= Levi Jackson =

American football player (1926–2000)

Levi Jackson (August 22, 1926 – December 7, 2000) was an American college football player and business executive. He was the first African-American football captain at Yale, and the first African-American executive at Ford Motor Company.

==Biography==
Jackson was born in Branford, Connecticut. Jackson's father was a master steward and chef at Pierson College at Yale. Like Albie Booth before him, Jackson was a football standout at Hillhouse High School in New Haven, Connecticut, and later at Yale.

Jackson attended Yale on the G.I. Bill, having attained the rank of sergeant in the U.S. Army Ordnance Corps.

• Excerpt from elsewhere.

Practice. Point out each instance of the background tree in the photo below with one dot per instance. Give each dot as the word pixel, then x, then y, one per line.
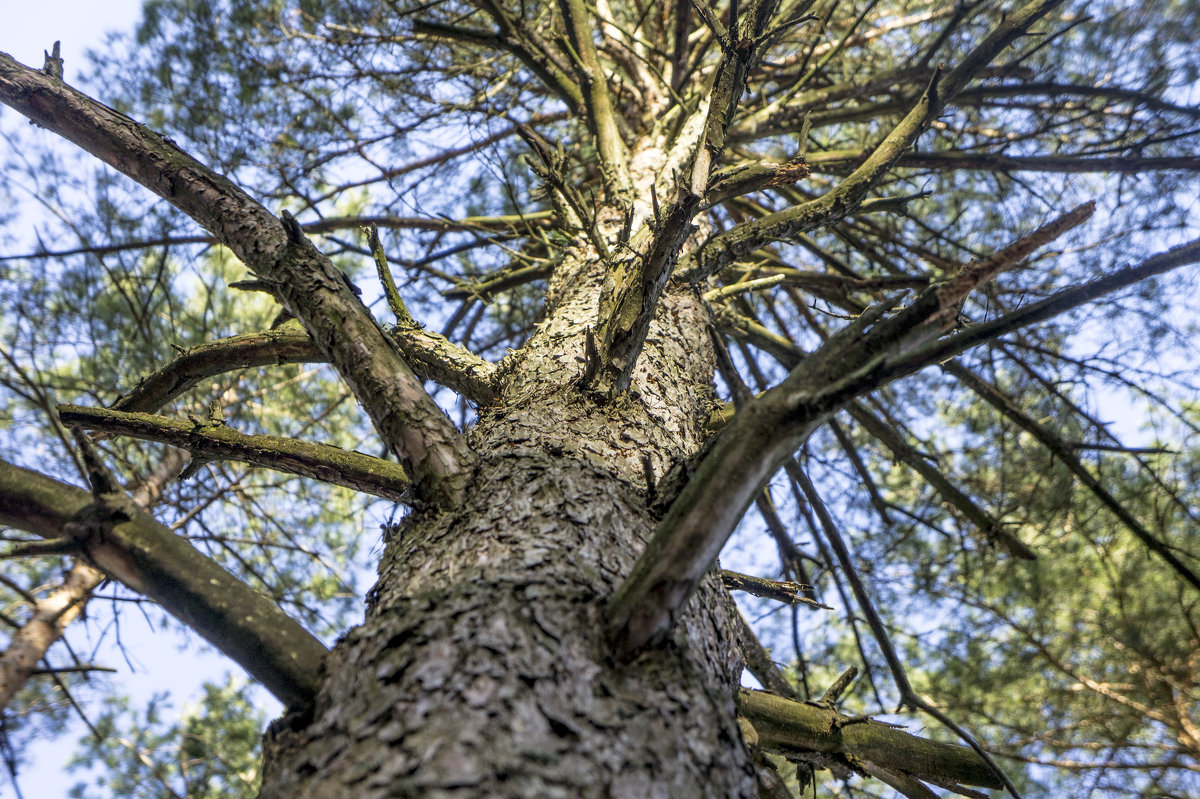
pixel 603 206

After playing football for the U.S. Army on the Camp Lee team in Virginia, Jackson turned down an offer to play for the New York Giants. That would have made him the first African-American to play in the modern National Football League (NFL).

Yale coach Howie Odell welcomed Jackson as a college football player, the 1946 Bulldogs achieving a 7–1–1 record, an Associated Press poll finish at 12, and a victory over Harvard, one of three during Jackson's four seasons with Yale. Jackson was a member of the Class of 1950 at Yale, and captained the 1949 Bulldogs, the election taken soon after the 1948 season. Jackson's election to the captaincy was unprecedented, given he was the first African-American to play football for Yale, but no surprise within the Yale community. "The voting took only ten minutes. There was no one else. It had to be Levi," a Yale player recounted.

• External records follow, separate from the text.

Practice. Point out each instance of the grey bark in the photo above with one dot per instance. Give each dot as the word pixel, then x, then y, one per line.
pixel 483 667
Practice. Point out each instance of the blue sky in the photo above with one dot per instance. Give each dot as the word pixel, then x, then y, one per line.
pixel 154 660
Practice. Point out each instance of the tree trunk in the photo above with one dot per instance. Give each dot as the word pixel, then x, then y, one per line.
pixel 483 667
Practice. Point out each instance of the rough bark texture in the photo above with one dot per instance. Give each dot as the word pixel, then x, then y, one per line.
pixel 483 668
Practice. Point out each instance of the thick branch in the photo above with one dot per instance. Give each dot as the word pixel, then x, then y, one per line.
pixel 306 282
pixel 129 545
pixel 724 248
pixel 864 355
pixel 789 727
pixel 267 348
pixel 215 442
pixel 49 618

Jackson also lettered for the Yale men's basketball team. He is understood to be the first African-American tapped for a Yale secret society or senior society. He was a member of the Berzelius Society, the Aurelian Honor Society, and the Alpha Phi Alpha fraternity.

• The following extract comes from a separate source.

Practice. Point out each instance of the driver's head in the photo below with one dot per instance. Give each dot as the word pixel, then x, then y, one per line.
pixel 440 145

After graduating from Yale, Jackson went to work for the Ford Motor Company in 1950. By 1962, he was an executive, the first African-American to reach that level at Ford; he was a vice president when he retired in 1983. Alongside his responsibilities while holding positions in labor relations, he was instrumental in setting up Ford's Minority Dealer Training Program, and helped see that Ford hired 10,000 workers from within the city of Detroit, where he chose to live. He was involved in his community, working with the New Detroit Committee after the 1967 Detroit riot, and served on the National Selective Service Appeal Board in 1969, at the height of the Vietnam War. Jackson was a longtime member of the Detroit YMCA Businessmen's Club, where he spent many hours holding court at the "main table."